Nico Lange, a former chief of staff in Germany’s ministry of defence who has close links to the Ukrainians, says that although Russian troops are now in artillery range of the city, they lack the force numbers to make a concerted attack. While taking Pokrovsk would give Russia a launch-pad for attacks deeper into central Ukraine and would worsen Ukraine’s logistical position in southern Donbas, Mr Lange believes the operation, even if successful, will take many months and inflict extremely heavy losses on the Russians.

Map: The Economist

Despite fears expressed in some quarters of a Ukrainian collapse, there is no sign of one. Ukraine’s approach is to concede some ground while inflicting maximum casualties and equipment losses on Russia and preserving its own forces to fight from newly fortified lines. It is also questionable how much longer Russia can continue to lose more than a thousand men a day, despite huge signing-on bonuses for new recruits. The seemingly inexhaustible stocks of mainly Soviet-era armoured vehicles and tanks it has been able to draw on could be running low by next year. The Institute for the Study of War in Washington reckons that in the Pokrovsk region alone Russia has lost at least five divisions’ worth of tanks and armoured vehicles in the past year. Without sufficient armour, dismounted Russian soldiers are easy prey for increasingly capable Ukrainian FPV drones.

There are also signs that Russia’s advantage in artillery has been declining, even as it increasingly depends on unreliable North Korean munitions. Earlier this year Russia was firing ten times as many shells as the Ukrainians. But according to Ukrainian sources, the gap has now closed to 2.5:1. Ukraine is receiving more shells from its allies; its own production has speeded up; and strikes on Russian ammunition storage depots have been both effective and spectacular. However, Ukraine, still forbidden to use long-range Western missiles against targets in Russia, has no answer to the deadly glide bombs launched by aircraft from Russian airspace that have become its adversary’s most potent battlefield weapon.

For all the current despondency about Ukraine’s prospects, Russia is far from achieving its main aim: of gaining control over Donetsk and Luhansk provinces, which make up the Donbas region, by the end of this year. And despite setting the goal of driving Ukrainian forces from Kursk by the start of this month, it now looks as if that will take much longer and require substantially greater forces than Moscow has so far been able to commit.
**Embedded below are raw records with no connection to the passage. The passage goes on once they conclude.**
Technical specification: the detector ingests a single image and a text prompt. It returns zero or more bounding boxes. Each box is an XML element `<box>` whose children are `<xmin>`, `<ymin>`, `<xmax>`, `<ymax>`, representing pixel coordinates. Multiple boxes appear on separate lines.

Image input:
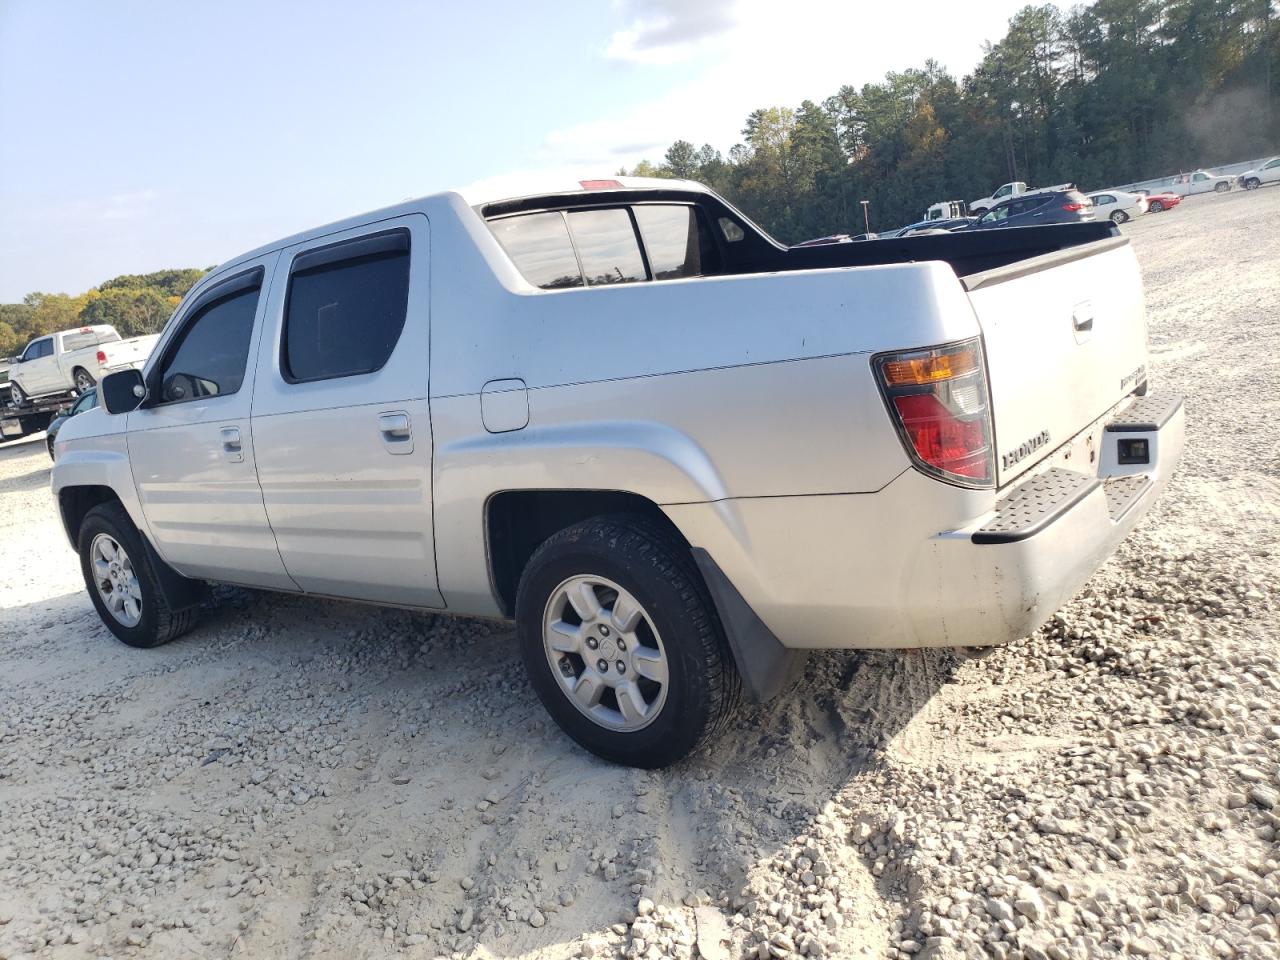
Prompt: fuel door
<box><xmin>480</xmin><ymin>379</ymin><xmax>530</xmax><ymax>433</ymax></box>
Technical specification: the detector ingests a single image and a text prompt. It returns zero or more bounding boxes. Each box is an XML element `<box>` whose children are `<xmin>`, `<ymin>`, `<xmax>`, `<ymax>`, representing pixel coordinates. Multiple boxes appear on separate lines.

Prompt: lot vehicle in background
<box><xmin>924</xmin><ymin>200</ymin><xmax>969</xmax><ymax>220</ymax></box>
<box><xmin>45</xmin><ymin>387</ymin><xmax>97</xmax><ymax>459</ymax></box>
<box><xmin>0</xmin><ymin>356</ymin><xmax>15</xmax><ymax>405</ymax></box>
<box><xmin>969</xmin><ymin>180</ymin><xmax>1074</xmax><ymax>215</ymax></box>
<box><xmin>0</xmin><ymin>393</ymin><xmax>74</xmax><ymax>442</ymax></box>
<box><xmin>1133</xmin><ymin>189</ymin><xmax>1181</xmax><ymax>213</ymax></box>
<box><xmin>886</xmin><ymin>217</ymin><xmax>976</xmax><ymax>238</ymax></box>
<box><xmin>968</xmin><ymin>189</ymin><xmax>1096</xmax><ymax>229</ymax></box>
<box><xmin>1170</xmin><ymin>170</ymin><xmax>1232</xmax><ymax>196</ymax></box>
<box><xmin>1237</xmin><ymin>157</ymin><xmax>1280</xmax><ymax>190</ymax></box>
<box><xmin>51</xmin><ymin>175</ymin><xmax>1183</xmax><ymax>768</ymax></box>
<box><xmin>1087</xmin><ymin>190</ymin><xmax>1148</xmax><ymax>224</ymax></box>
<box><xmin>7</xmin><ymin>325</ymin><xmax>159</xmax><ymax>407</ymax></box>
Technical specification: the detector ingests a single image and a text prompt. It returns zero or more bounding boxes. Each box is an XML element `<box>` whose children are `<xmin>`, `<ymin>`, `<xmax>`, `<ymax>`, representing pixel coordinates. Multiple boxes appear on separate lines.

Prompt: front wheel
<box><xmin>1149</xmin><ymin>200</ymin><xmax>1165</xmax><ymax>212</ymax></box>
<box><xmin>78</xmin><ymin>502</ymin><xmax>197</xmax><ymax>648</ymax></box>
<box><xmin>516</xmin><ymin>516</ymin><xmax>741</xmax><ymax>767</ymax></box>
<box><xmin>73</xmin><ymin>368</ymin><xmax>95</xmax><ymax>392</ymax></box>
<box><xmin>1110</xmin><ymin>210</ymin><xmax>1129</xmax><ymax>224</ymax></box>
<box><xmin>1245</xmin><ymin>178</ymin><xmax>1261</xmax><ymax>191</ymax></box>
<box><xmin>1215</xmin><ymin>181</ymin><xmax>1230</xmax><ymax>193</ymax></box>
<box><xmin>9</xmin><ymin>382</ymin><xmax>28</xmax><ymax>408</ymax></box>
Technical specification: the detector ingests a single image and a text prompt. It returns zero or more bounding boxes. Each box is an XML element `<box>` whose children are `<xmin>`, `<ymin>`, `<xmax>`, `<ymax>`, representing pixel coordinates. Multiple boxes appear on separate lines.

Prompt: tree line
<box><xmin>623</xmin><ymin>0</ymin><xmax>1279</xmax><ymax>241</ymax></box>
<box><xmin>0</xmin><ymin>269</ymin><xmax>208</xmax><ymax>358</ymax></box>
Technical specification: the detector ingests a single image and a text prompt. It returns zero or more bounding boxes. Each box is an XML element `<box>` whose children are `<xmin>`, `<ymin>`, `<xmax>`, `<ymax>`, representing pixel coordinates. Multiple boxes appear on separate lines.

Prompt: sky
<box><xmin>0</xmin><ymin>0</ymin><xmax>1050</xmax><ymax>302</ymax></box>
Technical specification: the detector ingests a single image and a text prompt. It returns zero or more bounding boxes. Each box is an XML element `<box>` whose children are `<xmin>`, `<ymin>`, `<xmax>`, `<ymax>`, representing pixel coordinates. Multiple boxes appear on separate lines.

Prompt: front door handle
<box><xmin>220</xmin><ymin>426</ymin><xmax>243</xmax><ymax>463</ymax></box>
<box><xmin>378</xmin><ymin>411</ymin><xmax>413</xmax><ymax>455</ymax></box>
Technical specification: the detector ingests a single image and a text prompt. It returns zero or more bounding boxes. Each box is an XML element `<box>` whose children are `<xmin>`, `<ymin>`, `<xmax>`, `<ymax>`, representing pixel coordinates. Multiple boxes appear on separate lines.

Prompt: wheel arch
<box><xmin>58</xmin><ymin>484</ymin><xmax>124</xmax><ymax>548</ymax></box>
<box><xmin>485</xmin><ymin>488</ymin><xmax>687</xmax><ymax>618</ymax></box>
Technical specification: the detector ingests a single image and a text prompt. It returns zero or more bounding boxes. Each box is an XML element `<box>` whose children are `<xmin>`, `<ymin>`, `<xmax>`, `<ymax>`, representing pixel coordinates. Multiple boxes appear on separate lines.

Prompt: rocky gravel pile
<box><xmin>1</xmin><ymin>187</ymin><xmax>1277</xmax><ymax>960</ymax></box>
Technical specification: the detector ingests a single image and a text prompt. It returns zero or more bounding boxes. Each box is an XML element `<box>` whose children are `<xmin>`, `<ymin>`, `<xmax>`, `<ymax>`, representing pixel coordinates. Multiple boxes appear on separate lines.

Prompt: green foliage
<box><xmin>623</xmin><ymin>0</ymin><xmax>1280</xmax><ymax>240</ymax></box>
<box><xmin>0</xmin><ymin>269</ymin><xmax>206</xmax><ymax>358</ymax></box>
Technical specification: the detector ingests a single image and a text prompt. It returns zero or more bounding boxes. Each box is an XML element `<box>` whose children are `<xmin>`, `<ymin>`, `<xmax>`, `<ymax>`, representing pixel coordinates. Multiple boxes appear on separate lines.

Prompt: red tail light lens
<box><xmin>1062</xmin><ymin>202</ymin><xmax>1086</xmax><ymax>212</ymax></box>
<box><xmin>96</xmin><ymin>350</ymin><xmax>107</xmax><ymax>363</ymax></box>
<box><xmin>874</xmin><ymin>339</ymin><xmax>995</xmax><ymax>487</ymax></box>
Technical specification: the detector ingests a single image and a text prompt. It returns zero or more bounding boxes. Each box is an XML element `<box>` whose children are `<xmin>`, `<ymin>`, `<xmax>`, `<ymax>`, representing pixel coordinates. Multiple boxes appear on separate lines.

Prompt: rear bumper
<box><xmin>665</xmin><ymin>393</ymin><xmax>1184</xmax><ymax>650</ymax></box>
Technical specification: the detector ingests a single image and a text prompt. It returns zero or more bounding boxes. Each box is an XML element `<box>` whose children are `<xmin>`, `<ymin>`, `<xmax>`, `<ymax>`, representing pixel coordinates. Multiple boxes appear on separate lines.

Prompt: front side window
<box><xmin>490</xmin><ymin>213</ymin><xmax>584</xmax><ymax>290</ymax></box>
<box><xmin>566</xmin><ymin>209</ymin><xmax>646</xmax><ymax>286</ymax></box>
<box><xmin>284</xmin><ymin>234</ymin><xmax>411</xmax><ymax>382</ymax></box>
<box><xmin>70</xmin><ymin>390</ymin><xmax>98</xmax><ymax>415</ymax></box>
<box><xmin>633</xmin><ymin>205</ymin><xmax>719</xmax><ymax>280</ymax></box>
<box><xmin>981</xmin><ymin>205</ymin><xmax>1009</xmax><ymax>223</ymax></box>
<box><xmin>1193</xmin><ymin>172</ymin><xmax>1208</xmax><ymax>182</ymax></box>
<box><xmin>1266</xmin><ymin>159</ymin><xmax>1280</xmax><ymax>170</ymax></box>
<box><xmin>995</xmin><ymin>184</ymin><xmax>1013</xmax><ymax>198</ymax></box>
<box><xmin>157</xmin><ymin>286</ymin><xmax>260</xmax><ymax>403</ymax></box>
<box><xmin>23</xmin><ymin>338</ymin><xmax>50</xmax><ymax>361</ymax></box>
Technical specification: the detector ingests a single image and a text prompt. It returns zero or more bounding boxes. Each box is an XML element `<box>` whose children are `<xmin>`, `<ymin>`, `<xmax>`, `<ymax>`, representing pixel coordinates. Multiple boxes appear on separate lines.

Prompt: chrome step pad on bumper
<box><xmin>973</xmin><ymin>394</ymin><xmax>1182</xmax><ymax>544</ymax></box>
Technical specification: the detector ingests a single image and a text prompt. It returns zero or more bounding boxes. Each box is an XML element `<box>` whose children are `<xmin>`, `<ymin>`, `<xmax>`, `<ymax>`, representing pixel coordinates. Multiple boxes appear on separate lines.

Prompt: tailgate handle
<box><xmin>1072</xmin><ymin>302</ymin><xmax>1094</xmax><ymax>333</ymax></box>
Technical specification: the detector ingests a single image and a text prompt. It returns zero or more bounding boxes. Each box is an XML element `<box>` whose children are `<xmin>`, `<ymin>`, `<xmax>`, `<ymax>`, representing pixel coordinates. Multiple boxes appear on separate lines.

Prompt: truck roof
<box><xmin>215</xmin><ymin>175</ymin><xmax>709</xmax><ymax>277</ymax></box>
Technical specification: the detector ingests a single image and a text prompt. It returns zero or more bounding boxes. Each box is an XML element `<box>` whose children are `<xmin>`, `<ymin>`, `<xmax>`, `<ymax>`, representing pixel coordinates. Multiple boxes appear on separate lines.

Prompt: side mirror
<box><xmin>101</xmin><ymin>369</ymin><xmax>147</xmax><ymax>414</ymax></box>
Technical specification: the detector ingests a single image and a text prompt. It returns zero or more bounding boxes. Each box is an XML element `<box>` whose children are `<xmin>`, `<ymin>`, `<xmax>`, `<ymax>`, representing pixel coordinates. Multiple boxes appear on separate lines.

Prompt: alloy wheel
<box><xmin>542</xmin><ymin>575</ymin><xmax>669</xmax><ymax>732</ymax></box>
<box><xmin>90</xmin><ymin>533</ymin><xmax>143</xmax><ymax>627</ymax></box>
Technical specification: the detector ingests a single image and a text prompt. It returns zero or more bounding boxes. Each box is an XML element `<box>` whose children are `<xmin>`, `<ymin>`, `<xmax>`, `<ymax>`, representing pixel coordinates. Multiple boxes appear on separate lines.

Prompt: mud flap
<box><xmin>691</xmin><ymin>548</ymin><xmax>807</xmax><ymax>702</ymax></box>
<box><xmin>139</xmin><ymin>536</ymin><xmax>209</xmax><ymax>612</ymax></box>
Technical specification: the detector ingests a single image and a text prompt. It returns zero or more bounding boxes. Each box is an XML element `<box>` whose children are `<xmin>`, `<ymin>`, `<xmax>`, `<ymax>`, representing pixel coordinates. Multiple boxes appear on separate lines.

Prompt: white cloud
<box><xmin>604</xmin><ymin>0</ymin><xmax>739</xmax><ymax>65</ymax></box>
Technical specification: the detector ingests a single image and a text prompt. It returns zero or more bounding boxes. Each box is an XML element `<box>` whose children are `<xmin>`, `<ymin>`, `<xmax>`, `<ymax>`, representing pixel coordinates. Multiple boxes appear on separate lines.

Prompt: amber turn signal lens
<box><xmin>881</xmin><ymin>346</ymin><xmax>978</xmax><ymax>386</ymax></box>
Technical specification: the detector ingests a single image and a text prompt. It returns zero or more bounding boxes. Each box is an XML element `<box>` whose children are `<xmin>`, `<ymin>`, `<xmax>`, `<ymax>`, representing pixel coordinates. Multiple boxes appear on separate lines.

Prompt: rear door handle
<box><xmin>220</xmin><ymin>426</ymin><xmax>243</xmax><ymax>463</ymax></box>
<box><xmin>378</xmin><ymin>411</ymin><xmax>414</xmax><ymax>454</ymax></box>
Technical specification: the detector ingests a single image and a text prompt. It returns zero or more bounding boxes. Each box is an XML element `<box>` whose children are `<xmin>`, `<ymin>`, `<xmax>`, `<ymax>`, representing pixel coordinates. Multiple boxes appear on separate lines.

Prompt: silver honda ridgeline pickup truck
<box><xmin>52</xmin><ymin>176</ymin><xmax>1184</xmax><ymax>767</ymax></box>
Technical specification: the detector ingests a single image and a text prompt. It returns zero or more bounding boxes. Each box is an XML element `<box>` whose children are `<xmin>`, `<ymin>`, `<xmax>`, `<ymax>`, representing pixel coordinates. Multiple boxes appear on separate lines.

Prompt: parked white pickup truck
<box><xmin>1169</xmin><ymin>169</ymin><xmax>1233</xmax><ymax>196</ymax></box>
<box><xmin>8</xmin><ymin>325</ymin><xmax>158</xmax><ymax>406</ymax></box>
<box><xmin>51</xmin><ymin>176</ymin><xmax>1184</xmax><ymax>767</ymax></box>
<box><xmin>969</xmin><ymin>180</ymin><xmax>1074</xmax><ymax>215</ymax></box>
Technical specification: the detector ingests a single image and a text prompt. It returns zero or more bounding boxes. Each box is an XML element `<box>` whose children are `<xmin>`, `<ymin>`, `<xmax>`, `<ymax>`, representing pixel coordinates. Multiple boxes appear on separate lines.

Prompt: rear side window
<box><xmin>633</xmin><ymin>205</ymin><xmax>720</xmax><ymax>280</ymax></box>
<box><xmin>566</xmin><ymin>209</ymin><xmax>646</xmax><ymax>286</ymax></box>
<box><xmin>156</xmin><ymin>285</ymin><xmax>260</xmax><ymax>404</ymax></box>
<box><xmin>490</xmin><ymin>213</ymin><xmax>584</xmax><ymax>290</ymax></box>
<box><xmin>284</xmin><ymin>231</ymin><xmax>411</xmax><ymax>383</ymax></box>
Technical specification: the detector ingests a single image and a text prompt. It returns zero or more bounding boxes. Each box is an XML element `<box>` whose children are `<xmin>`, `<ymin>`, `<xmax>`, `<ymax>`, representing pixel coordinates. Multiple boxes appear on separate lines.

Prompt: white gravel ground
<box><xmin>1</xmin><ymin>187</ymin><xmax>1277</xmax><ymax>960</ymax></box>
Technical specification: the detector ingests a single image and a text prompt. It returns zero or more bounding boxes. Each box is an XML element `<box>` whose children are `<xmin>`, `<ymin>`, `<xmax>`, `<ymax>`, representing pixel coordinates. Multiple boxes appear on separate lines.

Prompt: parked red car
<box><xmin>1134</xmin><ymin>189</ymin><xmax>1181</xmax><ymax>213</ymax></box>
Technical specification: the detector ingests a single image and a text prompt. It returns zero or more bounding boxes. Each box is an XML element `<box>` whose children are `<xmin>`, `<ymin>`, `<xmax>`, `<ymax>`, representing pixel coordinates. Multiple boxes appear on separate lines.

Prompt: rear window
<box><xmin>566</xmin><ymin>209</ymin><xmax>646</xmax><ymax>286</ymax></box>
<box><xmin>489</xmin><ymin>213</ymin><xmax>585</xmax><ymax>291</ymax></box>
<box><xmin>62</xmin><ymin>328</ymin><xmax>118</xmax><ymax>351</ymax></box>
<box><xmin>633</xmin><ymin>205</ymin><xmax>720</xmax><ymax>280</ymax></box>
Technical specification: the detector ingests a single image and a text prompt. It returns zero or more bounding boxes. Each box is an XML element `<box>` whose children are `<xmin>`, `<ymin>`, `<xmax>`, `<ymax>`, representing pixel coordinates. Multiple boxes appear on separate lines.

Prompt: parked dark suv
<box><xmin>968</xmin><ymin>189</ymin><xmax>1095</xmax><ymax>230</ymax></box>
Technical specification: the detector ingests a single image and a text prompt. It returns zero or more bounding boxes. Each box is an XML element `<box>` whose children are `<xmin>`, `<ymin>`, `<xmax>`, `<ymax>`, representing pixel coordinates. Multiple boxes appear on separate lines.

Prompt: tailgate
<box><xmin>964</xmin><ymin>236</ymin><xmax>1148</xmax><ymax>487</ymax></box>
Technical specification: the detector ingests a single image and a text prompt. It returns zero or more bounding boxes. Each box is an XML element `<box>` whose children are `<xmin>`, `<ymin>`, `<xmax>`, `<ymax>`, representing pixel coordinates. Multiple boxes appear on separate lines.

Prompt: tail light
<box><xmin>96</xmin><ymin>350</ymin><xmax>107</xmax><ymax>363</ymax></box>
<box><xmin>873</xmin><ymin>338</ymin><xmax>995</xmax><ymax>488</ymax></box>
<box><xmin>1062</xmin><ymin>202</ymin><xmax>1087</xmax><ymax>212</ymax></box>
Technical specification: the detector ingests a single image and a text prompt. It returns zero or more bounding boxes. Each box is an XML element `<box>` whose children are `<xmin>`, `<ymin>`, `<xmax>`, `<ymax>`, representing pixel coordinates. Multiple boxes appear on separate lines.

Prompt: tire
<box><xmin>9</xmin><ymin>381</ymin><xmax>28</xmax><ymax>408</ymax></box>
<box><xmin>1110</xmin><ymin>210</ymin><xmax>1129</xmax><ymax>224</ymax></box>
<box><xmin>516</xmin><ymin>515</ymin><xmax>741</xmax><ymax>768</ymax></box>
<box><xmin>73</xmin><ymin>368</ymin><xmax>95</xmax><ymax>392</ymax></box>
<box><xmin>1245</xmin><ymin>178</ymin><xmax>1260</xmax><ymax>191</ymax></box>
<box><xmin>47</xmin><ymin>435</ymin><xmax>55</xmax><ymax>460</ymax></box>
<box><xmin>1149</xmin><ymin>200</ymin><xmax>1164</xmax><ymax>212</ymax></box>
<box><xmin>1215</xmin><ymin>181</ymin><xmax>1230</xmax><ymax>193</ymax></box>
<box><xmin>78</xmin><ymin>502</ymin><xmax>197</xmax><ymax>648</ymax></box>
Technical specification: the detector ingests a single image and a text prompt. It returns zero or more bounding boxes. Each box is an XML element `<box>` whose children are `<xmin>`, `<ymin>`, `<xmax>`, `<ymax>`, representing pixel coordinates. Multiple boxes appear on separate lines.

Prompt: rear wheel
<box><xmin>1245</xmin><ymin>178</ymin><xmax>1261</xmax><ymax>191</ymax></box>
<box><xmin>1110</xmin><ymin>210</ymin><xmax>1129</xmax><ymax>224</ymax></box>
<box><xmin>78</xmin><ymin>502</ymin><xmax>197</xmax><ymax>648</ymax></box>
<box><xmin>73</xmin><ymin>368</ymin><xmax>95</xmax><ymax>392</ymax></box>
<box><xmin>1214</xmin><ymin>181</ymin><xmax>1230</xmax><ymax>194</ymax></box>
<box><xmin>1149</xmin><ymin>200</ymin><xmax>1165</xmax><ymax>212</ymax></box>
<box><xmin>516</xmin><ymin>516</ymin><xmax>741</xmax><ymax>768</ymax></box>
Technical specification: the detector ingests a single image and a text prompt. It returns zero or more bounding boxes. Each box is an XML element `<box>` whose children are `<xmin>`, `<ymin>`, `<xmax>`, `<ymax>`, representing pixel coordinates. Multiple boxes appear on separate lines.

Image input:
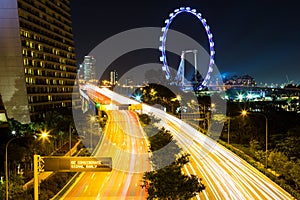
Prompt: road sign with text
<box><xmin>43</xmin><ymin>157</ymin><xmax>112</xmax><ymax>172</ymax></box>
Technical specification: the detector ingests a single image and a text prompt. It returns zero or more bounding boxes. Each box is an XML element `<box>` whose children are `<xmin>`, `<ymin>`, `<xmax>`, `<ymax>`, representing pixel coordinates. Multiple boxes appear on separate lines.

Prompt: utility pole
<box><xmin>227</xmin><ymin>113</ymin><xmax>230</xmax><ymax>145</ymax></box>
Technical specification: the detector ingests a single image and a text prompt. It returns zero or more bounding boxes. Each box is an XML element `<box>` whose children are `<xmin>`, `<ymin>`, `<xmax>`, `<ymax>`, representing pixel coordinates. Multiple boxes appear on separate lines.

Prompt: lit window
<box><xmin>30</xmin><ymin>42</ymin><xmax>35</xmax><ymax>48</ymax></box>
<box><xmin>38</xmin><ymin>70</ymin><xmax>42</xmax><ymax>76</ymax></box>
<box><xmin>23</xmin><ymin>58</ymin><xmax>29</xmax><ymax>66</ymax></box>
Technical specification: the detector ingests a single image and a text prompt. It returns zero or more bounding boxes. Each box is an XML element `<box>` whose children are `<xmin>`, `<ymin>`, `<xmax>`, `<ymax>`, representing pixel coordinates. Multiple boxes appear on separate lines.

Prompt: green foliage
<box><xmin>276</xmin><ymin>126</ymin><xmax>300</xmax><ymax>159</ymax></box>
<box><xmin>149</xmin><ymin>127</ymin><xmax>172</xmax><ymax>152</ymax></box>
<box><xmin>139</xmin><ymin>113</ymin><xmax>151</xmax><ymax>125</ymax></box>
<box><xmin>142</xmin><ymin>119</ymin><xmax>205</xmax><ymax>199</ymax></box>
<box><xmin>249</xmin><ymin>140</ymin><xmax>261</xmax><ymax>153</ymax></box>
<box><xmin>143</xmin><ymin>154</ymin><xmax>205</xmax><ymax>200</ymax></box>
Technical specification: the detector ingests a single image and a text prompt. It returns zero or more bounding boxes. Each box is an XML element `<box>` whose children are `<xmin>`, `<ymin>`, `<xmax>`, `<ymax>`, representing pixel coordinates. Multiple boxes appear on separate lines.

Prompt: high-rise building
<box><xmin>110</xmin><ymin>70</ymin><xmax>118</xmax><ymax>86</ymax></box>
<box><xmin>82</xmin><ymin>55</ymin><xmax>96</xmax><ymax>83</ymax></box>
<box><xmin>0</xmin><ymin>0</ymin><xmax>77</xmax><ymax>123</ymax></box>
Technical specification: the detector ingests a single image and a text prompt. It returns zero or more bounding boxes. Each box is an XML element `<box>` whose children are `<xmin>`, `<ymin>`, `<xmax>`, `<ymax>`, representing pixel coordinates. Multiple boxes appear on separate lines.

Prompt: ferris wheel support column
<box><xmin>193</xmin><ymin>50</ymin><xmax>198</xmax><ymax>83</ymax></box>
<box><xmin>181</xmin><ymin>52</ymin><xmax>185</xmax><ymax>86</ymax></box>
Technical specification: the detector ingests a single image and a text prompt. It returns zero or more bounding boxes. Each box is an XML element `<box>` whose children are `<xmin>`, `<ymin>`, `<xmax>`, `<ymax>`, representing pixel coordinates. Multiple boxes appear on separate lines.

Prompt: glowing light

The battle where Russia is unambiguously succeeding, says Mr Lange, is in the “information space”. The notion that Ukraine cannot win, he argues, is becoming a self-fulfilling prophecy and an excuse for Western leaders to withhold from Ukraine what it needs to prevail. A pattern has emerged in which promised military support arrives late or not at all. As Phillips O’Brien, an American commentator, has noted, American aid actually disbursed to Ukraine so far this year is sharply down on the amount sent in 2023.